Perseverar na espera
“Faz-nos bem olhar para esses dois idosos que são pacientes na espera, vigilantes no espírito e perseverantes na oração”, afirmou Francisco no início de sua homilia: Simeão e Ana são dois idosos, mas mantiveram seus corações jovens, apesar das dificuldades e decepções “eles não aposentaram a esperança” e mantiveram viva a expectativa pela vinda do Senhor.
Irmãos e irmãs, a expetativa de Deus é importante também para nós, para o nosso caminho de fé. Todos os dias, nos visita o Senhor: fala-nos, revela-Se-nos de maneira inesperada e há de vir no fim da vida e dos tempos. Por isso, Ele mesmo nos exorta a permanecer despertos, a vigiar, a perseverar na expetativa.

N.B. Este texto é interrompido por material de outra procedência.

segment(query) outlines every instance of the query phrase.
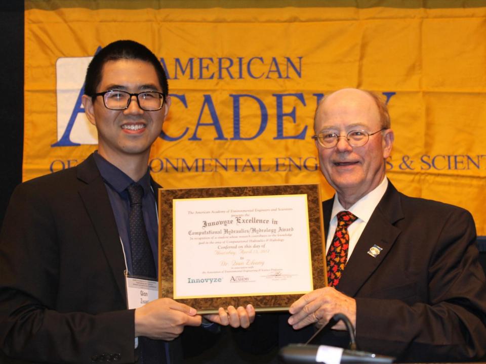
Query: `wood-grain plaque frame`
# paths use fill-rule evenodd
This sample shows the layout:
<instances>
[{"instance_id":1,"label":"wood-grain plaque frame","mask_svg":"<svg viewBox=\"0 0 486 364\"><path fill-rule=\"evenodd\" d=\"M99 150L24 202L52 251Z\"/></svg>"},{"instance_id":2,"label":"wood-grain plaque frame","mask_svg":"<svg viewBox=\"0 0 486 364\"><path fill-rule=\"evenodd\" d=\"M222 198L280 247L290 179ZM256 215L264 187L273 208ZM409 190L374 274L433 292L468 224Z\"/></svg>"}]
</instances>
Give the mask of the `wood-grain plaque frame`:
<instances>
[{"instance_id":1,"label":"wood-grain plaque frame","mask_svg":"<svg viewBox=\"0 0 486 364\"><path fill-rule=\"evenodd\" d=\"M306 195L314 289L327 285L325 243L320 188L318 184L286 185L248 187L218 187L159 190L159 297L173 298L173 221L174 199ZM302 295L228 296L176 300L197 309L198 313L218 312L219 307L245 306L251 303L258 311L284 311Z\"/></svg>"}]
</instances>

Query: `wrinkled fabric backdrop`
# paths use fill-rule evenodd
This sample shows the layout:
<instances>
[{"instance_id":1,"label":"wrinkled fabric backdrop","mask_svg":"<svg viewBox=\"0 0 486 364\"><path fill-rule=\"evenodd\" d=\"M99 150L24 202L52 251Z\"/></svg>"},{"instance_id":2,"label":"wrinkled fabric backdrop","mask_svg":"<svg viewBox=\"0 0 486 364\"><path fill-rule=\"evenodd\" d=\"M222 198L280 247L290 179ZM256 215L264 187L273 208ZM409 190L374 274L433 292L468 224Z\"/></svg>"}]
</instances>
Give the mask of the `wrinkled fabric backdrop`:
<instances>
[{"instance_id":1,"label":"wrinkled fabric backdrop","mask_svg":"<svg viewBox=\"0 0 486 364\"><path fill-rule=\"evenodd\" d=\"M96 149L80 104L97 50L159 58L172 105L150 167L165 188L320 182L311 136L337 89L388 100L388 175L464 207L486 235L486 2L25 1L23 179Z\"/></svg>"}]
</instances>

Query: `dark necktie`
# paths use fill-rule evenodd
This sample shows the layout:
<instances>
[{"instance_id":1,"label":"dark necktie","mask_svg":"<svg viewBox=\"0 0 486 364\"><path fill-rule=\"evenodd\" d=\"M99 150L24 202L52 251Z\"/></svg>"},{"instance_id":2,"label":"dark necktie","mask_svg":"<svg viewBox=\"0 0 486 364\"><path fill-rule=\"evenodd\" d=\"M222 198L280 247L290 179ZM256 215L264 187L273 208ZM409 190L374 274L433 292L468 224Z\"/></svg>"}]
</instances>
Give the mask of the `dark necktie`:
<instances>
[{"instance_id":1,"label":"dark necktie","mask_svg":"<svg viewBox=\"0 0 486 364\"><path fill-rule=\"evenodd\" d=\"M133 274L155 278L155 265L142 210L143 188L140 185L134 184L130 185L127 191L130 200L129 221Z\"/></svg>"},{"instance_id":2,"label":"dark necktie","mask_svg":"<svg viewBox=\"0 0 486 364\"><path fill-rule=\"evenodd\" d=\"M129 214L130 248L132 251L132 274L134 276L155 278L155 266L147 229L143 221L142 199L143 188L138 184L130 185L127 188L130 200ZM162 342L148 338L139 338L140 359L142 364L160 364L165 362L165 345Z\"/></svg>"},{"instance_id":3,"label":"dark necktie","mask_svg":"<svg viewBox=\"0 0 486 364\"><path fill-rule=\"evenodd\" d=\"M348 226L357 218L349 211L341 211L338 213L338 225L326 256L328 285L329 287L337 286L342 276L348 259L348 249L349 248Z\"/></svg>"}]
</instances>

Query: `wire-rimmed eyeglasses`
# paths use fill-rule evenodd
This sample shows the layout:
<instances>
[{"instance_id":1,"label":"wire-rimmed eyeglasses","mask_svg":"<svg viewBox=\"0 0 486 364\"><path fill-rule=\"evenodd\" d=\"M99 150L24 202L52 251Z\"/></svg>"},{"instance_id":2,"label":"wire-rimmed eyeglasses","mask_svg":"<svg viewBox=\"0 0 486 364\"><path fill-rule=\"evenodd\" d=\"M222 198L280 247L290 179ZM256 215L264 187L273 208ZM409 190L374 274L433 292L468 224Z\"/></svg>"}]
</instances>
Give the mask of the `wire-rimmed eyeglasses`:
<instances>
[{"instance_id":1,"label":"wire-rimmed eyeglasses","mask_svg":"<svg viewBox=\"0 0 486 364\"><path fill-rule=\"evenodd\" d=\"M125 110L128 109L133 96L137 97L138 107L146 111L156 111L162 108L164 96L161 93L156 91L144 91L136 94L131 94L126 91L109 90L95 94L93 97L103 97L105 107L110 110Z\"/></svg>"},{"instance_id":2,"label":"wire-rimmed eyeglasses","mask_svg":"<svg viewBox=\"0 0 486 364\"><path fill-rule=\"evenodd\" d=\"M362 147L370 140L370 137L372 135L386 130L388 128L382 128L378 131L369 133L363 130L351 130L345 135L338 135L333 131L321 131L320 133L312 135L312 138L317 140L317 142L325 148L331 148L336 147L338 144L338 141L340 138L345 138L348 143L351 147Z\"/></svg>"}]
</instances>

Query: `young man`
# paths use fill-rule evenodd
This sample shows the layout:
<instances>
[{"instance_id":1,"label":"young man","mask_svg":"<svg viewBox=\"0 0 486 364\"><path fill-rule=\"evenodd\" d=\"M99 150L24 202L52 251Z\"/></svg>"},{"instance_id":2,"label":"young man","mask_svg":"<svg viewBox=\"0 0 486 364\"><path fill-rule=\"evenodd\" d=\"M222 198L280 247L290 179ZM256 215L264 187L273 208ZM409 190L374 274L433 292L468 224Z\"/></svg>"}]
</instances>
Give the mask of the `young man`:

Ai de nós se cairmos no “sono do espírito”, diz o Papa, e “arquivarmos a esperança”. E faz a seguinte pergunta: será que ainda somos capazes de viver a expectativa ou estamos muito presos a nós mesmos e às nossas atividades? Não corremos o risco de “transformar até mesmo a vida religiosa e cristã em muitas coisas a fazer e negligenciar a busca diária pelo Senhor?” E ainda: quanto contam as chances de sucesso em nosso planejamento da vida pessoal e comunitária, em vez da dedicação “à pequena semente que nos foi confiada”, sabendo esperar o tempo de Deus?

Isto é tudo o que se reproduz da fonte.